Thermals, Power Consumption, and Clocks
Here are some interesting numbers from the benchmarks of the two CPUs captured using CapFrameX in Cyberpunk 2077 and Dying Light 2:
Despite drawing 20% more power, the Ryzen 9 7950X3D has the same average package temperature as the 7800X3D. Furthermore, even though the 7800X3D is faster on average, the game spends more time CPU-bound than the 7950X3D.
Dying Light 2 exhibits similar characteristics. Even though the 7950X3D draws more power, its thermals are almost identical to the 7800X3D. It also results in fewer CPU-bound scenarios compared to the 7950X3D.
Regarding clock speeds, the Ryzen 9 7950X3D runs 100MHz faster than the Ryzen 7 7800X3D in both games. The boost clock of the V-Cache dies was considered in both cases.
Conclusion
The Ryzen 7 7800X3D is clearly the better gaming CPU. It’s faster, more affordable, and power efficient than the Ryzen 9 7950X3D. The reason why it’s faster is two-fold. The 3D V-Cache boosts gaming performance by localizing the game code to the large L3 cache, improving latency and reducing memory accesses.
With the 7950X3D, the OS sometimes assigns a thread to the cores on the second CCD. Since most of the game code is on the (larger) first CCD, this induces a latency penalty as the core accesses it across the interconnect bus.

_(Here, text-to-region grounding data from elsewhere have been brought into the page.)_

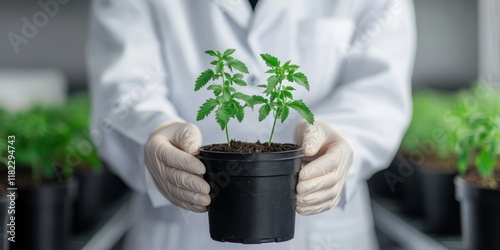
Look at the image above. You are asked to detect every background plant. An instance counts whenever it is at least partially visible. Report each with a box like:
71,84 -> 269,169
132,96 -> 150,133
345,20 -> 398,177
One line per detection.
195,49 -> 254,146
0,95 -> 101,184
253,54 -> 314,145
400,90 -> 456,166
447,83 -> 500,189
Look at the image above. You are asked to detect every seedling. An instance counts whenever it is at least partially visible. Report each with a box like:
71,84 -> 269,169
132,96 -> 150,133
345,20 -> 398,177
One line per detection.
448,86 -> 500,189
253,54 -> 314,145
195,49 -> 254,146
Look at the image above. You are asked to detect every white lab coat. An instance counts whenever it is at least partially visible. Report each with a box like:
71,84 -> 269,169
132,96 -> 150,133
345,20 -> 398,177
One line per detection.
86,0 -> 416,249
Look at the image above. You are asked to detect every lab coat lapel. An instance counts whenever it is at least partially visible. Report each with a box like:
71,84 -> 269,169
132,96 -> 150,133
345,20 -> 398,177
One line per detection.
209,0 -> 252,31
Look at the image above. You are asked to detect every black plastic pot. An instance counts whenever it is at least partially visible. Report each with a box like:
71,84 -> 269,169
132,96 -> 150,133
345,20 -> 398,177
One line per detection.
399,160 -> 423,216
73,168 -> 105,232
455,176 -> 500,250
100,166 -> 129,207
199,146 -> 302,244
367,157 -> 404,199
417,166 -> 460,234
11,179 -> 78,250
0,192 -> 10,250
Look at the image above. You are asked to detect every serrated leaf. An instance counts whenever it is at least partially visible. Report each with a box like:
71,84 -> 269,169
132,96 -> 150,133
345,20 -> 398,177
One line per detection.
283,60 -> 291,68
232,100 -> 245,122
233,79 -> 247,86
216,61 -> 224,74
265,75 -> 279,94
265,69 -> 275,74
195,69 -> 214,91
205,50 -> 217,57
282,90 -> 293,100
252,95 -> 267,104
227,58 -> 249,74
280,105 -> 289,123
284,86 -> 296,91
196,98 -> 218,121
233,93 -> 253,107
207,84 -> 222,96
223,49 -> 236,57
475,144 -> 495,178
258,104 -> 272,122
228,87 -> 237,93
288,64 -> 300,69
210,60 -> 218,65
292,72 -> 310,91
224,72 -> 232,80
288,100 -> 314,124
233,73 -> 243,79
215,106 -> 231,130
260,54 -> 280,68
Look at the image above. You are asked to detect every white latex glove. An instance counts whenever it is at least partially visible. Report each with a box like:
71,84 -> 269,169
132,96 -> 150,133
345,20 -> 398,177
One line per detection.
144,121 -> 211,212
295,119 -> 353,215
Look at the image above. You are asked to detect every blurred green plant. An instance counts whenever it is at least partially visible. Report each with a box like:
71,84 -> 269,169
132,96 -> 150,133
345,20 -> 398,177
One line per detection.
447,83 -> 500,189
0,95 -> 101,185
401,90 -> 456,162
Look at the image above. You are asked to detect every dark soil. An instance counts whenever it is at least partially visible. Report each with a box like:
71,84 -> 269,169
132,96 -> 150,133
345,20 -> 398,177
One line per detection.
463,170 -> 500,190
0,168 -> 66,189
202,140 -> 300,153
398,151 -> 456,173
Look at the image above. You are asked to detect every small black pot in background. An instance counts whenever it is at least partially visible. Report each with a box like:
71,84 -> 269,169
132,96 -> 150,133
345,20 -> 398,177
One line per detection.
0,191 -> 10,250
199,146 -> 302,244
100,166 -> 129,207
455,176 -> 500,250
73,168 -> 105,232
367,157 -> 404,199
417,166 -> 460,234
396,156 -> 423,216
12,179 -> 78,250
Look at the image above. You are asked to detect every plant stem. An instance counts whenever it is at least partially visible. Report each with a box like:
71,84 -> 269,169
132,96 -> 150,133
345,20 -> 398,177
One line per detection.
225,126 -> 231,147
268,112 -> 278,146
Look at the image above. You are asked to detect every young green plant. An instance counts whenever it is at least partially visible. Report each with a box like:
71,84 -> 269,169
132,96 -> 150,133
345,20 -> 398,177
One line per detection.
253,54 -> 315,146
195,49 -> 254,147
448,87 -> 500,189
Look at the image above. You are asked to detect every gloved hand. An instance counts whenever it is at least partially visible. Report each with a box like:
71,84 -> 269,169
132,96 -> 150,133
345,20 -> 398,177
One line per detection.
295,119 -> 353,215
144,121 -> 211,212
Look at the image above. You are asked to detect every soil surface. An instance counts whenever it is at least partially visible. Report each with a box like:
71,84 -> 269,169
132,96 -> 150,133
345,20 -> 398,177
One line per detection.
463,170 -> 500,190
398,151 -> 456,173
202,140 -> 300,153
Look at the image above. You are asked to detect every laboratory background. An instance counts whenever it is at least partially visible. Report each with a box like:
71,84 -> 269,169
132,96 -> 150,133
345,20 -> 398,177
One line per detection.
0,0 -> 499,250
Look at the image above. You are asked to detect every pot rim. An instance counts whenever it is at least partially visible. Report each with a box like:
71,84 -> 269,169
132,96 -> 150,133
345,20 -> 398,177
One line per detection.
199,144 -> 303,156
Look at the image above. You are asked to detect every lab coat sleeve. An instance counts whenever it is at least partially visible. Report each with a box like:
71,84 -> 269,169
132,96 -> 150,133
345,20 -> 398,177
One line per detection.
312,0 -> 416,202
86,0 -> 178,207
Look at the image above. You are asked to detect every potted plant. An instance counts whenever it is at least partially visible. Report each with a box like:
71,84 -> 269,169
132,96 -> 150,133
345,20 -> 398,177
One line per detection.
63,95 -> 105,232
450,85 -> 500,250
1,106 -> 77,250
195,49 -> 314,243
401,90 -> 461,233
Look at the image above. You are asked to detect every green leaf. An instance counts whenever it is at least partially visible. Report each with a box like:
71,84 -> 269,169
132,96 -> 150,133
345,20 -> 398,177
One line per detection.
195,69 -> 214,91
233,73 -> 244,79
280,106 -> 289,123
257,84 -> 267,88
233,79 -> 247,86
258,104 -> 272,122
215,106 -> 231,130
207,85 -> 222,96
475,144 -> 496,178
288,100 -> 314,124
260,54 -> 280,68
292,72 -> 310,91
196,98 -> 218,121
216,61 -> 224,74
232,100 -> 245,122
210,60 -> 218,65
284,86 -> 296,91
227,58 -> 249,74
265,75 -> 279,94
233,93 -> 253,107
252,95 -> 267,104
205,50 -> 218,57
282,90 -> 293,100
223,49 -> 236,57
457,153 -> 469,174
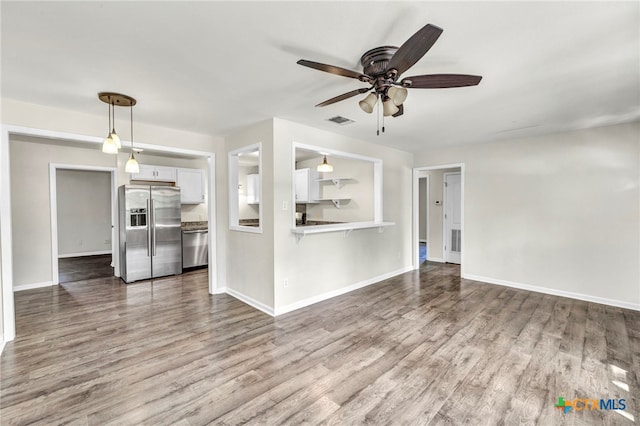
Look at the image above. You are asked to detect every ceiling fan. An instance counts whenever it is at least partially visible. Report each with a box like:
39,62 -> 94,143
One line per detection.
297,24 -> 482,122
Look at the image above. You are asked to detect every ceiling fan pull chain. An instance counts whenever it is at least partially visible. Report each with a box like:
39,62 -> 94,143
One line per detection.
382,113 -> 385,133
376,96 -> 380,136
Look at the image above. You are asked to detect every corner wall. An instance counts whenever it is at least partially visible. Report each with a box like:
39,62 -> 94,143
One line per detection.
414,122 -> 640,309
224,120 -> 275,311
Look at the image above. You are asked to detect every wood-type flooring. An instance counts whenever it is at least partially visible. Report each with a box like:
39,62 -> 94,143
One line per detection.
1,264 -> 639,425
58,254 -> 114,283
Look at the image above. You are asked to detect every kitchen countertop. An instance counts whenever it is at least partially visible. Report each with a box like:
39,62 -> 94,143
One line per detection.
296,220 -> 344,227
181,221 -> 208,231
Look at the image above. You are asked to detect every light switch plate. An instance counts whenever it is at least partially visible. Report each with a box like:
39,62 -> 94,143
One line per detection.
282,201 -> 288,210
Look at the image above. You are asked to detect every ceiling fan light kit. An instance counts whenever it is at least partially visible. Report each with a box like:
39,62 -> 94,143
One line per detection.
297,23 -> 482,134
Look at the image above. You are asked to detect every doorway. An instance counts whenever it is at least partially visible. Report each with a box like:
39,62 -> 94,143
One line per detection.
418,176 -> 429,265
55,169 -> 114,283
50,164 -> 118,285
413,164 -> 464,270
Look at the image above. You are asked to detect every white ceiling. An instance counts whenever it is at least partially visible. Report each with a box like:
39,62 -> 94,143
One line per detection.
2,1 -> 638,153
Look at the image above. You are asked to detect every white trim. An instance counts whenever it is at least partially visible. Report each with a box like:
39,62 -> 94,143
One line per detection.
462,273 -> 640,312
211,286 -> 226,295
14,281 -> 54,292
225,287 -> 275,316
274,266 -> 413,316
0,338 -> 5,355
0,125 -> 16,342
58,250 -> 112,258
427,257 -> 445,263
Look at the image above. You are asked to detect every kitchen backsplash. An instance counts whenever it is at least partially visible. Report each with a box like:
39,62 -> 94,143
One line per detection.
181,203 -> 208,222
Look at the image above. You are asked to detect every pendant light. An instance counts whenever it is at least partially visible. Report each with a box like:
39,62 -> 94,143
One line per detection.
101,99 -> 118,154
98,92 -> 139,171
124,103 -> 140,173
317,155 -> 333,172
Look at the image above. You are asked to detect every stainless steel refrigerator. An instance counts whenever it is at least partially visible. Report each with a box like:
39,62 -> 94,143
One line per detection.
119,185 -> 182,283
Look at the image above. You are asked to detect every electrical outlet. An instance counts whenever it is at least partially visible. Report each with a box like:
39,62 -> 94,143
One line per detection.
283,278 -> 289,288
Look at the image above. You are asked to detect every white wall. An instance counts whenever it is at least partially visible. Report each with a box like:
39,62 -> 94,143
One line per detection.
10,136 -> 116,287
272,118 -> 413,312
414,122 -> 640,309
56,169 -> 112,256
224,120 -> 274,310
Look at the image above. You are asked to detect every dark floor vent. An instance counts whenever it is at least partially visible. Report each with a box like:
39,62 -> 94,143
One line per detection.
327,116 -> 355,125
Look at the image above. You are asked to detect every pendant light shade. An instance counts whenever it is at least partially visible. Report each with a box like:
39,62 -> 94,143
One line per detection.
125,153 -> 140,173
102,135 -> 119,154
102,100 -> 119,154
387,86 -> 408,106
98,92 -> 139,171
317,155 -> 333,172
358,93 -> 378,114
382,96 -> 400,117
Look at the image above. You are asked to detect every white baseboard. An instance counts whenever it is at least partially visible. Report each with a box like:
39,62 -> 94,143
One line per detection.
210,286 -> 226,295
58,250 -> 111,259
14,281 -> 54,292
225,287 -> 275,316
0,337 -> 5,355
462,273 -> 640,312
427,257 -> 445,263
274,266 -> 414,316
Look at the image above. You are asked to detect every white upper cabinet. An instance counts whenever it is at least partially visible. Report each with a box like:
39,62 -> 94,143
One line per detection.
176,168 -> 205,204
131,164 -> 176,182
295,168 -> 318,203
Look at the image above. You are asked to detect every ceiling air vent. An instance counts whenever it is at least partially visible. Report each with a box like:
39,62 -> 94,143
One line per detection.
327,116 -> 355,125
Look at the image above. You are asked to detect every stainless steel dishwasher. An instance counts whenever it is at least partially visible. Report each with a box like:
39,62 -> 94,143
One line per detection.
182,229 -> 208,268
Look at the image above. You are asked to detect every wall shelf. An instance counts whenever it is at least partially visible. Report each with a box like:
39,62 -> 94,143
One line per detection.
291,221 -> 395,243
315,177 -> 353,189
313,198 -> 351,208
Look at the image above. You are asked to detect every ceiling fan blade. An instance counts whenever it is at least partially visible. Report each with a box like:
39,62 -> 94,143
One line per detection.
315,88 -> 371,107
297,59 -> 368,81
401,74 -> 482,88
385,24 -> 443,78
392,104 -> 404,117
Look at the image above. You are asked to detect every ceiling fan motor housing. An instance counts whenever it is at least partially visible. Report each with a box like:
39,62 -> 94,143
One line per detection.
360,46 -> 398,77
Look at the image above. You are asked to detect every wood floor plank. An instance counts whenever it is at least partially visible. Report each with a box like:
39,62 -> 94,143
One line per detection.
2,264 -> 639,425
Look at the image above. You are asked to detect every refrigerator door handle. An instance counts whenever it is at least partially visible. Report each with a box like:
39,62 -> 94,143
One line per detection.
152,199 -> 157,257
146,199 -> 151,257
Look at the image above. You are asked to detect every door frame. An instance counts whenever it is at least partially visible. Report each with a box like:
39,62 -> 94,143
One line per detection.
1,124 -> 218,344
50,164 -> 118,285
418,175 -> 429,260
412,163 -> 465,271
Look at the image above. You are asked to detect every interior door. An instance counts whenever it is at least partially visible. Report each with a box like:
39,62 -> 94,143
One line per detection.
444,172 -> 462,264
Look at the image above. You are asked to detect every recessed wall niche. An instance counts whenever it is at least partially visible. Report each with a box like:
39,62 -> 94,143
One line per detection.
228,143 -> 262,233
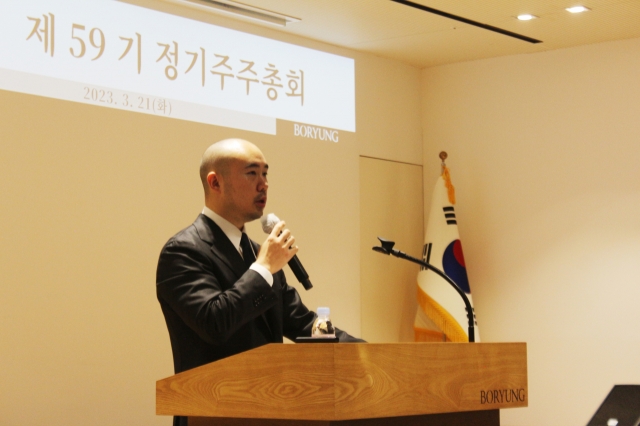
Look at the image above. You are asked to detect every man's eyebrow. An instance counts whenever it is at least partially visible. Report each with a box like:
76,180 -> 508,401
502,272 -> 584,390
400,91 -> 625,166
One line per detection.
245,163 -> 268,169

The extra cores on the Ryzen 9 7950X3D are nice to have, but games are more sensitive to memory/cache bottlenecks. The 7800X3D, with its large, uniform 96MB L3 cache pool, keeps the needed game code close to the cores in one place. Luckily, if you have a 7950X3D, you can technically run it as a 7800X3D in gaming workloads by disabling the second CCD. Just make sure you disable the one with the lower L3 cache.